Anche con una mobilità nomadica, con uno spostamento?
“La mobilità non è nomade nel senso di andare di paese in paese, ma lo è di posizionamento politico, di autotraduzione, di autocomprensione e, a seconda delle situazioni, è – come dice Donna Haraway – una questione di “saperi situati”, di analisi delle proprie posizioni. Analisi di attraversamento dell’esistente che smaschera la presupposizione che il mondo, l’esistente, è fatto di due sessi che si incontrano per creare la natura, eliminando ogni altra possibilità”.

Mi pare che tu navighi abbastanza, che ti muovi in vari ambiti. In che senso il tuo soggetto eccentrico è diverso dal soggetto nomade?
“In fondo non è così diverso, ma il soggetto nomade si muove liberamente, da paese a paese, da discorso a discorso, da cultura a cultura. A me sembra troppo facile. Non credo che un soggetto che si riferisce ad una singolarità possa spostarsi così facilmente anche in senso psicanalitico, cioè spostarsi internamente. Questo soggetto nomade che salta di qua e di là, che fa tutto, è un’idea troppo ottimistica che non tiene conto delle realtà delle donne e delle difficoltà che la complessa singolarità esprime. Il soggetto eccentrico è più realistico, si sposta tenendo conto delle mille difficoltà che ogni singola donna ha di fronte al mondo anche nel momento del suo massimo desiderio, anche nello splendore del suo massimo agire”.

A differenza di una parte del femminismo italiano hai detto che il patriarcato non è finito. Perché?
“Ribadisco che per me il patriarcato non è finito. I casi palesissimi degli avvenimenti in Bosnia e le decisioni del governo italiano di assegnare a tre donne ministeri quali la Sanità, le Pari Opportunità, e la Famiglia e Solidarietà Sociale – cose queste tutte squisitamente femminili nel senso più vecchio e vetero del termine e nel senso che sono le donne a prendersi cura degli altri – smentiscono che il patriarcato sia morto. E’ vero che molte donne rifiutano il patriarcato, ma solo in precisi contesti, in precise situazioni: non per questo il patriarcato è finito. Io credo invece che continui ad “esercitare” nonostante quello che noi pensiamo, vogliamo, vediamo”.

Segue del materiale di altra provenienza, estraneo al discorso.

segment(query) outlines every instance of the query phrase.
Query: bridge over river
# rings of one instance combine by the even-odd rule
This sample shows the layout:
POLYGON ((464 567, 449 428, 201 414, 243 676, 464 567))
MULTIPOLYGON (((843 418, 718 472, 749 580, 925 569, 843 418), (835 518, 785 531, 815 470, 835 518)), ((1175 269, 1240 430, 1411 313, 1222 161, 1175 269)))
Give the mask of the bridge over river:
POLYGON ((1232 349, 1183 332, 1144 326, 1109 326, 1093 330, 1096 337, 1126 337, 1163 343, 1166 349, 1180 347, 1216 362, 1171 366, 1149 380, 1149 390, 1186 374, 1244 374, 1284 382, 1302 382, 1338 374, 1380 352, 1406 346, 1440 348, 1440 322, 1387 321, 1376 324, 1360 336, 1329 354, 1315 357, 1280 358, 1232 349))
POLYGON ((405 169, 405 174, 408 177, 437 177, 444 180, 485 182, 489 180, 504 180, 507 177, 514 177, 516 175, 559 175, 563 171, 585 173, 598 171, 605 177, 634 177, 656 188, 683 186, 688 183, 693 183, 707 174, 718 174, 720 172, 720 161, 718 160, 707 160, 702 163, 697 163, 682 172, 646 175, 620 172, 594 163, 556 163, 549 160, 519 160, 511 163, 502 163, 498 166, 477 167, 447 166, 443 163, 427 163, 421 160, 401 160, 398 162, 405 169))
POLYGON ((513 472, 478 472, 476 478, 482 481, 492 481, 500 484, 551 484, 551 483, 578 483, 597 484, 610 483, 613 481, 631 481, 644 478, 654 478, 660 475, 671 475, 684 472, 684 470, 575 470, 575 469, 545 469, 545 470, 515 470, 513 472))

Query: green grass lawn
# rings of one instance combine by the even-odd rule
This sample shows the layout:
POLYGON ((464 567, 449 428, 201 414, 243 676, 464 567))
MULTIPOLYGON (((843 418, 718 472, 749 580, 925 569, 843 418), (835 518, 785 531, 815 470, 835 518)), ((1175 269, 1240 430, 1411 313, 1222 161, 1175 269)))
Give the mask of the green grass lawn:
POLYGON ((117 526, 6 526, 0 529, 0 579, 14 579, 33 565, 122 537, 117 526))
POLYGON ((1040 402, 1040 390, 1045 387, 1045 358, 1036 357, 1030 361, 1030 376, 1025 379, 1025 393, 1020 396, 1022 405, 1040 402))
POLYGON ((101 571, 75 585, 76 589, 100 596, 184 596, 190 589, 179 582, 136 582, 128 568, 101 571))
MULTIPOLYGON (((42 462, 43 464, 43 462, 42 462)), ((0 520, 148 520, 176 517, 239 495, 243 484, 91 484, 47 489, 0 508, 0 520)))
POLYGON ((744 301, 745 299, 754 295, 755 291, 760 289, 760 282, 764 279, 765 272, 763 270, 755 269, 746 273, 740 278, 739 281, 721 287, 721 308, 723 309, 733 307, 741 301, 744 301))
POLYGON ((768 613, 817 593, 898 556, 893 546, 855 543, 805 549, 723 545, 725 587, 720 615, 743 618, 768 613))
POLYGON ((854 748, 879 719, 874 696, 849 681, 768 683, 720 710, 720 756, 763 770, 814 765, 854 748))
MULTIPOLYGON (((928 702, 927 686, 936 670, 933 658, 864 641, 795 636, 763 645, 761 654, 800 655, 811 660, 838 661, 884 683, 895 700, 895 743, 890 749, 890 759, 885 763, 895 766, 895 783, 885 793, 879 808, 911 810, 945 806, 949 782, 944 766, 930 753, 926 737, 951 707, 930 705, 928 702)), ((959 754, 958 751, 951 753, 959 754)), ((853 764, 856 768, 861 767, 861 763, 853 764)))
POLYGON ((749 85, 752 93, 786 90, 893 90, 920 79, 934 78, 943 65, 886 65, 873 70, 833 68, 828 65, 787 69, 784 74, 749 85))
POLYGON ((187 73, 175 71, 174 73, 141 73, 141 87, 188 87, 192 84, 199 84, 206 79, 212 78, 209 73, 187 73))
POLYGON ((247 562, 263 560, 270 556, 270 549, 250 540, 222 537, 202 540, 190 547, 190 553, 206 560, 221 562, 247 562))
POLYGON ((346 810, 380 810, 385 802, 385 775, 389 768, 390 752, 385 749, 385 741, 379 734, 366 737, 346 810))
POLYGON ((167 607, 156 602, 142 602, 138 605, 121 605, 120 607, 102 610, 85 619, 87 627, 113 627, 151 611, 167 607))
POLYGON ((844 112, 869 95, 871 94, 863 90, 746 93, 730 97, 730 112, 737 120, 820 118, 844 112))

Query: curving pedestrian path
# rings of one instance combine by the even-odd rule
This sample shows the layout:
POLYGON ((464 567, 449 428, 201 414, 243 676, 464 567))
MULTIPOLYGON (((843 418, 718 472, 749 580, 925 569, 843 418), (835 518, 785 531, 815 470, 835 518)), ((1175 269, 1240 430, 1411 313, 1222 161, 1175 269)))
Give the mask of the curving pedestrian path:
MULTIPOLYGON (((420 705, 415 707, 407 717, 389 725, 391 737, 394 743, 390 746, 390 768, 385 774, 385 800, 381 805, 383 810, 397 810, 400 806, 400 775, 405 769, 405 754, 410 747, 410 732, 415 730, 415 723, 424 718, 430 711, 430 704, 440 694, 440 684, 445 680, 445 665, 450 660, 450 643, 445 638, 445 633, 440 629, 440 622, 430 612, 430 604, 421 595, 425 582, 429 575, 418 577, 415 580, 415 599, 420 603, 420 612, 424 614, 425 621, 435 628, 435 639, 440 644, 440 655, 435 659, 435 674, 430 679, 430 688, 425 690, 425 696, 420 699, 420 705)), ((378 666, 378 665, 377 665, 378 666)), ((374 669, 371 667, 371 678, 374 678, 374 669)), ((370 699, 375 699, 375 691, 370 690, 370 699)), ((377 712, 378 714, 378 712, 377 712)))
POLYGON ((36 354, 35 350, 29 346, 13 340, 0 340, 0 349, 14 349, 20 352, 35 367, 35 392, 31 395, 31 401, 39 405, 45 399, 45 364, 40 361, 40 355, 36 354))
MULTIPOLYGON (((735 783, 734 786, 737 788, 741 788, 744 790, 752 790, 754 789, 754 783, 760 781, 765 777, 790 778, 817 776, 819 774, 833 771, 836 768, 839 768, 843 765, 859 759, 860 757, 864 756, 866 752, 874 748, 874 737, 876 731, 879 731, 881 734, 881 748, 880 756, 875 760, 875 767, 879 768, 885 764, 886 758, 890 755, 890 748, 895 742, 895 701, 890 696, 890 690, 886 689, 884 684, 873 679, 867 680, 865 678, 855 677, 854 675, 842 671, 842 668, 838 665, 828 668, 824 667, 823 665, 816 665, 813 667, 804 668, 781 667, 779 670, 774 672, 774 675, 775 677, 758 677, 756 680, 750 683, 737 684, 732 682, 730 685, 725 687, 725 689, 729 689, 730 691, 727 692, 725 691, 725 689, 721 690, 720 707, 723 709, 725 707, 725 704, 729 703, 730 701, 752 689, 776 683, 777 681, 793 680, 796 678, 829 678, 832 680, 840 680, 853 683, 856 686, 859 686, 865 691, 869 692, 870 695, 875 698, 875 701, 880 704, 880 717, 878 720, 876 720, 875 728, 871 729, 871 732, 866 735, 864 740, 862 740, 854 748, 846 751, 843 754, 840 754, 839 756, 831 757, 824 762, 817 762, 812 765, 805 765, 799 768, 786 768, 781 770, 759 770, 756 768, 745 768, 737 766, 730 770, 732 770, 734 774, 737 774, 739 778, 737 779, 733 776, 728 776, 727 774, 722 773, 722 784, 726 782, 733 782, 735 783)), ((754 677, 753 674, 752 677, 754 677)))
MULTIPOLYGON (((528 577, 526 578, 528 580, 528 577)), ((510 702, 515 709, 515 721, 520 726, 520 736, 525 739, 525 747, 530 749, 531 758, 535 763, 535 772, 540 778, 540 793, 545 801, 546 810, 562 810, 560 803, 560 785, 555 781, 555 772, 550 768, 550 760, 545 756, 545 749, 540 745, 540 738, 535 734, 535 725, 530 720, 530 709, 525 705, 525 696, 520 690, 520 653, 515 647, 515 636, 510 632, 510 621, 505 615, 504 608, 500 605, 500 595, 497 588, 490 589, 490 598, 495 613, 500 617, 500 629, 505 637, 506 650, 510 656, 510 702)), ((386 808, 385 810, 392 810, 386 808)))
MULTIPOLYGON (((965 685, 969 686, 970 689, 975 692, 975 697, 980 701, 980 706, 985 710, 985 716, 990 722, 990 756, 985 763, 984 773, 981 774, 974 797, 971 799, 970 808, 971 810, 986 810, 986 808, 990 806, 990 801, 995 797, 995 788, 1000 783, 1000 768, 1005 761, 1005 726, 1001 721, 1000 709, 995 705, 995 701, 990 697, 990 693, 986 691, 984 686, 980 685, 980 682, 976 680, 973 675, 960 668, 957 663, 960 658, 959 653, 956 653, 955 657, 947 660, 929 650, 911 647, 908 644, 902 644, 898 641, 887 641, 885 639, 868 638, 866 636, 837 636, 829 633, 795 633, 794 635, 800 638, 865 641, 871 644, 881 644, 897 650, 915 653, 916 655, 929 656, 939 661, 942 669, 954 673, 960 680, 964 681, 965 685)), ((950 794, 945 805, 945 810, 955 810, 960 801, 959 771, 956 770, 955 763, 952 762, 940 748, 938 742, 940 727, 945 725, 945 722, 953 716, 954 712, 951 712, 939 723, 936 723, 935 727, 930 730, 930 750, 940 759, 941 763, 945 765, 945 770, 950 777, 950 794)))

Diciamo che gli è stato dato un grosso scossone… In questo senso si può parlare di secolo delle donne?
“Cosa vuol dire secolo delle donne?! Che sono state loro a fare questo secolo? Che l’idea di fare una fiera del libro sulle donne dà a queste la possibilità di essere l’oggetto della conoscenza neutra dell’uomo? Mi pare che anche in altri secoli le donne abbiano fatto delle cose. Tovo questo titolo ambiguo, e francamente non mi sembra un concetto di cui valga la pena occuparsi molto”.

Cosa pensi dell’elezione di tre donne ai ministeri della politica italiana? Ti sembra così negativa?
“Ovviamente della politica italiana so quello che leggo o che sento quando vengo qui. Mi sembra comunque una cosa molto triste che la capacità intellettuale, dirigente, e politica delle donne non venga riconosciuta. Diventare ministra significa entrare in un governo già dato. Questo rappresenta un problema rispetto al desiderio che noi femministe abbiamo di cambiare il sistema”.